More advanced example

The example presented here is really only meant to get you started. For a more advanced example see the TensorFlow Transform Colab.

Step 5: Training

Train a TensorFlow model with our nice, clean, transformed data.

  • Include the transformations from step 4 so that they are applied consistently
  • Save the results as a SavedModel for production
  • Visualize and explore the training process using TensorBoard
  • Also save an EvalSavedModel for analysis of model performance

Components

In an editor:

  • Uncomment the lines marked Step 5 in both taxi_pipeline.py and taxi_utils.py
  • Take a moment to review the code that you uncommented

In a browser:

  • Return to DAGs list page in Airflow
  • Click the refresh button on the right side for the taxi DAG
    • You should see "DAG [taxi] is now fresh as a daisy"
  • Trigger taxi
  • Wait for pipeline to complete
    • All dark green
    • Use refresh on right side or refresh page

Training a Model

Back on Jupyter:

  • Open step5.ipynb
  • Follow the notebook

Training a Model

More advanced example

The example presented here is really only meant to get you started. For a more advanced example see the TensorBoard Tutorial.

Step 6: Analyzing model performance

Understanding more than just the top level metrics.

  • Users experience model performance for their queries only
  • Poor performance on slices of data can be hidden by top level metrics
  • Model fairness is important
  • Often key subsets of users or data are very important, and may be small
    • Performance in critical but unusual conditions
    • Performance for key audiences such as influencers

Components

  • Evaluator performs deep analysis of the training results.

In an editor:

  • Uncomment the lines marked Step 6 in both taxi_pipeline.py and taxi_utils.py
  • Take a moment to review the code that you uncommented

In a browser:

  • Return to DAGs list page in Airflow
  • Click the refresh button on the right side for the taxi DAG
    • You should see "DAG [taxi] is now fresh as a daisy"
  • Trigger taxi
  • Wait for pipeline to complete
    • All dark green
    • Use refresh on right side or refresh page

Analyzing model performance

Back on Jupyter:

  • Open step6.ipynb
  • Follow the notebook

Analyzing model performance

More advanced example

The example presented here is really only meant to get you started. For more information on using TFMA to analyze model performance, see the examples on tensorflow.org.

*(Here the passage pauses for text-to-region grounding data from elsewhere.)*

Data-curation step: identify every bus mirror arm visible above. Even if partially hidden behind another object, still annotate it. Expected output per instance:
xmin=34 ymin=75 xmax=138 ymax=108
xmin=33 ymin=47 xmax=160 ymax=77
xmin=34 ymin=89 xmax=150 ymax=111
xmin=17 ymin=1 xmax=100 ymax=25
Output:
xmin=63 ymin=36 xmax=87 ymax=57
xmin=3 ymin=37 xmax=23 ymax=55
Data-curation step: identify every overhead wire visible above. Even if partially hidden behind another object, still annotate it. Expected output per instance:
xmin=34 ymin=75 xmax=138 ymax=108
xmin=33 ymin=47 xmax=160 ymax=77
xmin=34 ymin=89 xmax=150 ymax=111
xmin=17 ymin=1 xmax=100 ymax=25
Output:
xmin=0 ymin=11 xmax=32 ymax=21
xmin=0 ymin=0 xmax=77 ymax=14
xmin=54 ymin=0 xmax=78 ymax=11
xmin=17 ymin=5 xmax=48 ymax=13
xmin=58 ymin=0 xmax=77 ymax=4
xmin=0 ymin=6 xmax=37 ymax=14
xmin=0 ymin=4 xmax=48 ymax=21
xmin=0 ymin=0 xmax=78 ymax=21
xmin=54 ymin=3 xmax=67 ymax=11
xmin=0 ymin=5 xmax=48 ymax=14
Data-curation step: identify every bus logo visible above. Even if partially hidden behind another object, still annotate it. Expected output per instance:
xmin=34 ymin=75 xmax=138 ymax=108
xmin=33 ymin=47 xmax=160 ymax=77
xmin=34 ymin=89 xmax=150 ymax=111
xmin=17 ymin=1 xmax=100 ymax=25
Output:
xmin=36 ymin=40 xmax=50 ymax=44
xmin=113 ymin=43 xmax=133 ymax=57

Step 7: Ready for production

If the new model is ready, make it so.

  • If we’re replacing a model that is currently in production, first make sure that the new one is better
  • ModelValidator tells Pusher if the model is OK
  • Pusher deploys SavedModels to well-known locations

Deployment targets receive new models from well-known locations

  • TensorFlow Serving
  • TensorFlow Lite
  • TensorFlow JS
  • TensorFlow Hub

Components

  • ModelValidator ensures that the model is "good enough" to be pushed to production.
  • Pusher deploys the model to a serving infrastructure.

In an editor:

  • Uncomment the lines marked Step 7 in both taxi_pipeline.py and taxi_utils.py
  • Take a moment to review the code that you uncommented

In a browser:

  • Return to DAGs list page in Airflow
  • Click the refresh button on the right side for the taxi DAG
    • You should see "DAG [taxi] is now fresh as a daisy"
  • Trigger taxi
  • Wait for pipeline to complete
    • All dark green
    • Use refresh on right side or refresh page

Ready for production

Next Steps

You have now trained and validated your model, and exported a SavedModel file under the ~/airflow/saved_models/taxi directory. Your model is now ready for production. You can now deploy your model to any of the TensorFlow deployment targets, including:

  • TensorFlow Serving, for serving your model on a server or server farm and processing REST and/or gRPC inference requests.
  • TensorFlow Lite, for including your model in an Android or iOS native mobile application, or in a Raspberry Pi, IoT or microcontroller application.
  • TensorFlow.js, for running your model in a web browser or a Node.JS application.